Fig.1: Prediction by our algorithm. (View in full screen mode for best visualization).

Project Synopsis: Pain signal is difficult to examine and considered critical in clinical applications. An example scenario is that a doctor can regulate medications for his patient depending on how much pain he/she is going through. Currently pain is measured by either clinical interview or asking patient to report thier pain on a scale of 0-10, refered to as visual analog scales (VAS) (shown below). These self-report measures suffer from subjective differences and often invovlve patient idiosyncrasies. Hence the focus of this work is on designing automated systems to measure pain in an objective manner. This is achieved by training an automated state-of-the-art computer vision algorithm for this task.

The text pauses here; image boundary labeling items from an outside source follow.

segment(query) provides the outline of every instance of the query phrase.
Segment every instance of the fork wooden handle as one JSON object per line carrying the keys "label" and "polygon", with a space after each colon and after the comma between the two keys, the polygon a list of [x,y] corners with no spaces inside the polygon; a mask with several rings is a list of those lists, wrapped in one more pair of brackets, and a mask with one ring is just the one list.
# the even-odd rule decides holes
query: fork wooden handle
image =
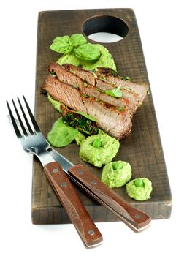
{"label": "fork wooden handle", "polygon": [[44,171],[86,246],[100,244],[102,236],[82,204],[61,166],[57,162],[53,162],[44,166]]}
{"label": "fork wooden handle", "polygon": [[150,224],[151,219],[148,215],[130,205],[83,165],[75,165],[68,173],[78,185],[87,188],[88,193],[116,214],[134,231],[139,232]]}

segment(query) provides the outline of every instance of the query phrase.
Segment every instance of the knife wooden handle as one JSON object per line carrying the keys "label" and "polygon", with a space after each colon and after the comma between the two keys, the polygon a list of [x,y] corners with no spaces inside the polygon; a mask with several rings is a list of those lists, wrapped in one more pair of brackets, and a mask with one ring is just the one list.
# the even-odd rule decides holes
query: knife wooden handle
{"label": "knife wooden handle", "polygon": [[53,162],[44,166],[44,171],[85,246],[91,247],[100,244],[102,236],[61,166],[57,162]]}
{"label": "knife wooden handle", "polygon": [[130,205],[83,165],[71,167],[68,173],[78,185],[85,189],[99,203],[118,215],[134,231],[140,231],[151,222],[148,215]]}

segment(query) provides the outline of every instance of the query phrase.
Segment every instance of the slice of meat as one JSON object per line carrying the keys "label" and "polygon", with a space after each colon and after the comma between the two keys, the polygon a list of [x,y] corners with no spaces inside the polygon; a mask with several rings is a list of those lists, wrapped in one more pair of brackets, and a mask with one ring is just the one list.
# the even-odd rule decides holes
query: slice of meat
{"label": "slice of meat", "polygon": [[[64,68],[64,67],[66,69]],[[137,96],[132,92],[123,89],[123,97],[113,97],[102,92],[102,90],[113,89],[113,86],[112,86],[110,84],[107,83],[107,87],[102,88],[102,83],[100,85],[99,83],[96,83],[96,85],[93,84],[96,80],[95,78],[91,72],[79,69],[77,67],[71,64],[64,65],[64,67],[60,66],[56,63],[52,63],[49,65],[48,70],[51,72],[56,72],[57,78],[61,81],[71,84],[74,87],[78,87],[83,94],[95,97],[97,100],[114,105],[115,106],[119,108],[119,109],[121,110],[129,110],[129,115],[134,113],[137,108],[138,98]],[[73,73],[70,72],[71,68],[72,70],[74,70]],[[87,75],[87,78],[88,77],[90,79],[86,78],[85,75],[81,76],[80,74],[82,74],[82,72],[83,74],[85,73]],[[88,74],[91,74],[91,75]],[[80,75],[80,77],[78,77],[77,75]],[[93,77],[93,79],[91,79],[91,76]],[[83,78],[84,78],[84,81],[82,80]],[[88,79],[86,82],[85,82],[85,79]],[[91,82],[91,80],[93,83],[89,84],[88,80]],[[104,86],[106,86],[105,83]]]}
{"label": "slice of meat", "polygon": [[122,79],[118,75],[115,74],[115,72],[111,69],[98,68],[96,74],[99,79],[105,78],[107,83],[110,83],[114,87],[121,85],[122,88],[137,94],[139,104],[144,100],[148,90],[147,83],[131,82],[129,80]]}
{"label": "slice of meat", "polygon": [[[113,84],[110,83],[109,81],[105,80],[104,79],[102,79],[101,78],[97,78],[96,72],[91,72],[87,70],[83,70],[76,66],[72,65],[72,64],[64,64],[63,67],[69,72],[72,72],[74,75],[77,75],[80,77],[81,80],[83,80],[85,81],[88,84],[93,85],[96,89],[101,89],[101,90],[112,90],[118,86],[114,86]],[[57,64],[55,64],[55,70],[58,69],[59,67],[57,67]],[[109,69],[104,69],[109,70]],[[110,69],[112,70],[112,69]],[[57,72],[56,72],[57,74]],[[99,73],[97,73],[99,75]],[[122,86],[123,87],[123,86]],[[140,104],[140,99],[139,99],[139,96],[137,94],[136,94],[132,90],[129,90],[125,88],[122,89],[123,91],[123,97],[116,99],[113,99],[113,102],[115,102],[115,105],[119,107],[124,106],[125,103],[127,103],[126,106],[126,108],[128,108],[129,109],[129,113],[134,113],[138,107],[138,105]],[[92,90],[93,92],[93,90]],[[96,93],[96,92],[95,92]],[[93,95],[94,96],[94,95]],[[95,96],[94,96],[95,97]],[[103,97],[103,99],[101,99],[102,100],[104,100],[106,99],[106,102],[112,104],[112,99],[110,98],[110,102],[108,101],[108,99],[105,97]]]}
{"label": "slice of meat", "polygon": [[120,140],[128,135],[131,121],[128,114],[122,113],[115,106],[96,99],[85,97],[78,89],[49,75],[42,86],[54,99],[73,110],[87,113],[97,120],[99,128]]}
{"label": "slice of meat", "polygon": [[96,84],[96,79],[93,72],[88,70],[84,70],[70,64],[64,64],[63,67],[65,69],[80,77],[83,81],[85,81],[87,83],[93,86]]}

Related publication: Sikka, K., Dhall, A., & Bartlett, M. (2013). Weakly Supervised Pain Localization using Multiple Instance Learning, IEEE International Conference on Automatic Face and Gesture Recognition, 2013. (Oral Presentation) [PDF]

Fig.2: Examples of Visual Analog Scales (VAS)

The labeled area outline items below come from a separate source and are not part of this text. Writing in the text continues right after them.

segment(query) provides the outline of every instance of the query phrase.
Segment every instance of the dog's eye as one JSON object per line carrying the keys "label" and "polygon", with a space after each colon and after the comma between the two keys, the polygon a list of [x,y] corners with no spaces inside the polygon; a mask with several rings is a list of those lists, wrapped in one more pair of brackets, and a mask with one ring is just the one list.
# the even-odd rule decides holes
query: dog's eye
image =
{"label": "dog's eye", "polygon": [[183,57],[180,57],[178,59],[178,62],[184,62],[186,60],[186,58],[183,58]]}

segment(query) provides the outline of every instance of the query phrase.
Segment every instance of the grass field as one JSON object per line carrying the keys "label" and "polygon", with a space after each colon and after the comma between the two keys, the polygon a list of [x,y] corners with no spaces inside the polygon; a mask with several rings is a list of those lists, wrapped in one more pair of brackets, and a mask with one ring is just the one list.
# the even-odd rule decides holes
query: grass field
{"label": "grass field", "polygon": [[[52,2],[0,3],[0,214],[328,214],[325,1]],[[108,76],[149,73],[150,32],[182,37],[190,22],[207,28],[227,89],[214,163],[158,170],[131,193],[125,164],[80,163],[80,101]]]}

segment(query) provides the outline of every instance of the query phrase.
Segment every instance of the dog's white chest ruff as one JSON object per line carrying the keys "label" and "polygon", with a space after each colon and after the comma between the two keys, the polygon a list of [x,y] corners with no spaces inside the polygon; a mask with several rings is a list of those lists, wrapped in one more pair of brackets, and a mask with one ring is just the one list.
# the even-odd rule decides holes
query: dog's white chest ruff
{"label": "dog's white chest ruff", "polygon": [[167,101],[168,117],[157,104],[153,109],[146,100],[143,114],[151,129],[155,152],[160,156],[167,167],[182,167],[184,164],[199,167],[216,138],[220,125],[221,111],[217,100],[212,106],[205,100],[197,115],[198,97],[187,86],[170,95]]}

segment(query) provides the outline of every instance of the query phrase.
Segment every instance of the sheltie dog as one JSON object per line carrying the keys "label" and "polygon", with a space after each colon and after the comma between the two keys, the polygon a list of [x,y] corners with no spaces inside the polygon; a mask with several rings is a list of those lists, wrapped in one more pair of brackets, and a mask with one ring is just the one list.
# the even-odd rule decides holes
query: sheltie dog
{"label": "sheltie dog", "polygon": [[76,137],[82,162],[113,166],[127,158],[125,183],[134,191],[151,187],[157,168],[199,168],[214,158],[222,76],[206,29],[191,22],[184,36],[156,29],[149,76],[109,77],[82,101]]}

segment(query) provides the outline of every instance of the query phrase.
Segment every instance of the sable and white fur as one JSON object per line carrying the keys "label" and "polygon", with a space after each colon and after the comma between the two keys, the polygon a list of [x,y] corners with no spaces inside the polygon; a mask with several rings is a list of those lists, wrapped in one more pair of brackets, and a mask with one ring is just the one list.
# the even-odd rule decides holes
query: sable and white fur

Challenges: Identifying pain is a challenging task owing to it's spontaneous nature and the variablity associated with the signal. Our test-bench consists of videos of patients undergoing shoulder pain (bursitis, tendonitis, subluxation, rotator cuff injuries etc.) in the recently introduced UNBC-McMaster Pain dataset[1]. The problem is further complicated by the fact that we are only using video-level labellings, that inform us about whether there is pain/no-pain in entire sequence without any information about the specific frames containing pain expression. These labelling are incomplete and introduces ambiguity since not all frames in a pain-video belong to pain. Rather these videos contain repeated phases of pain activity followed by neutral (no-pain) phase. Thus the algorithm needs to tackle three aspects.
1. Ambuguity introduced by incomplete labels
2. Incoporate motion information.
3. Temporally segments frames containing pain and no-pain.

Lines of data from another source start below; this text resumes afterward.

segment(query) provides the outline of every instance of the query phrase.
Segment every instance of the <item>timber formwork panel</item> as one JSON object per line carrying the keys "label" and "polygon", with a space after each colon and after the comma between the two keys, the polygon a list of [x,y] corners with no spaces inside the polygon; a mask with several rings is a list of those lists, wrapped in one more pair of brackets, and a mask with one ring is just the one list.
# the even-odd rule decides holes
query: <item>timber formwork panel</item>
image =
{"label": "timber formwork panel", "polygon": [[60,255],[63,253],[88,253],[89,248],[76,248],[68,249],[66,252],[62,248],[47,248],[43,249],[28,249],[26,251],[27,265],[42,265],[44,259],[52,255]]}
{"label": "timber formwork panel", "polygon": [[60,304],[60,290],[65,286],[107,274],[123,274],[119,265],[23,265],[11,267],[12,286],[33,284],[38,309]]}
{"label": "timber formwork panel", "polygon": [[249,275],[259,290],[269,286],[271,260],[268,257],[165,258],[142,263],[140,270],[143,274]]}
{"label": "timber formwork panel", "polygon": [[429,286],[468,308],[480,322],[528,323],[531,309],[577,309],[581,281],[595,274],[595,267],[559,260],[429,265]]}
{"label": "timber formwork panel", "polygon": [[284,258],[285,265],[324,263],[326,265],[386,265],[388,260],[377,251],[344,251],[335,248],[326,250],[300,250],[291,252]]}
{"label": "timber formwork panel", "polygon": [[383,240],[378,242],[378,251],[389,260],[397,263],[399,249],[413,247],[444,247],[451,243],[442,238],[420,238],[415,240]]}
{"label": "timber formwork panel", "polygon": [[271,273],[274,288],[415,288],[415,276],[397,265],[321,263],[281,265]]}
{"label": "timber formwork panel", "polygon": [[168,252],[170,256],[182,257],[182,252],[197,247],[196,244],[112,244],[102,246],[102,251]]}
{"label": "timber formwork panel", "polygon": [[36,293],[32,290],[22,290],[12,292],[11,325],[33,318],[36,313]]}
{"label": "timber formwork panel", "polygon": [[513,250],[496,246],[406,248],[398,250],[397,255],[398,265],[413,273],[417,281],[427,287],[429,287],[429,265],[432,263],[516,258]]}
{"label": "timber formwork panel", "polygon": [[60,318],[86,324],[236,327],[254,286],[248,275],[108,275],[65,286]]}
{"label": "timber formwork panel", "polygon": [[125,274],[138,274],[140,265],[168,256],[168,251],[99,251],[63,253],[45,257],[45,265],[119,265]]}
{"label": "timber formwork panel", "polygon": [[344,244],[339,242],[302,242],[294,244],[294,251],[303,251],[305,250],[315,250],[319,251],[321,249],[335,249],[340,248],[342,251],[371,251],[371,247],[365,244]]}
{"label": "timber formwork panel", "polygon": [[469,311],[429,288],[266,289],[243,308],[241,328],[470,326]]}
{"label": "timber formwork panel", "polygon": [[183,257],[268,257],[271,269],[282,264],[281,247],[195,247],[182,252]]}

Our Approach: There are two core ideas in this work. First we propose to use weakly-supervised learning approaches that can handle ambiguity much better than traditional Machine Learning methods. Secondly we represent a video as a bag of multiple sequences (shown in Fig.3). We refer to this as multiple segment representation and it's a novel way for representing videos for expression recognition. This representation addresses the problem of including temporal dynamics and handling the variability of pain expression in videos. This representation is build on discriminative Bag of Words architecture we proposed for facial expression recognition in ECCV'12 Workshop in Faces[2]. We refer to our algorithm as Multiple Segment based Multiple Instance Learning

Fig.3: Multiple Segment Representation

Each video represented as a bag are trained using MilBoost learning algorithm[3]. This learned model can then be used for predicting the probability of pain in a segment, video and each frame. The probabilty of each segment and a video is predicted as shown in Fig.4. It is interesting to note that the algorithm is intuitive in saying that the probability of a video being in pain is a maxima over each of it's segments.

Fig.4: Testing in MS-MIL

Results: We compared our algorithm with previous state-of-the-art algorithm proposed by Lucey et.al in [4]. For highlighting the advantage of using MIL algorithm, we also evaluated our algorithm by replacing MIL learning with traditional machine learning algorithm (SVM).

Fig.5: Results
Method	Accuracy	Subjects/Samples
MS-MIL (Our algo)	83.7	23/147
Lucey et.al (previous best)	80.99	20/142
Ashraf et.al	68.31	20/142
MS-SVM _avg	70.75	23/147
MS-SVM _max	76.19	23/147

Localization performance: We also did a qualitative comparison of the pain probabilities per frame predicted by our algorithm through comparison with PSPI index. The PSPI score is used to indicate the amount of pain in each frame and is based on the intensities of 4 action units. One example is shown in Fig.6, where the red colour indicates scores returned by our algorithm and black is the normalized PSPI index. Videos for four cases are shown in Fig.1 (on the top).

Fig.6: Localization Performance of MS-MIL

Conclusion: This work proposes a novel approach for classifying and localizing pain in videos. Our algorithm builds upon the limitations of previous approaches by combining multiple segment based representation with robust weakly supervised learning approaches. Our algorithm achieves state of the art results (as of now) on the UNBC MC-Master pain dataset on the task of pain classification in video using video level labellings.

Refrences:
1. Lucey et. al., PAINFUL DATA: The UNBC-McMaster Shoulder Pain Expression Archive Database, FG’11.
2. Sikka et.al, Exploring Bag of Words Architectures for Facial Expression Domain, ECCV’12 Workshop- What’s in the Face.
3. Viola et.al, Multiple Instance Boosting for Object Detection, NIPS'06.
4. Lucey et. Al., Improving pain recognition through better utilization of temporal information, ICASP’08.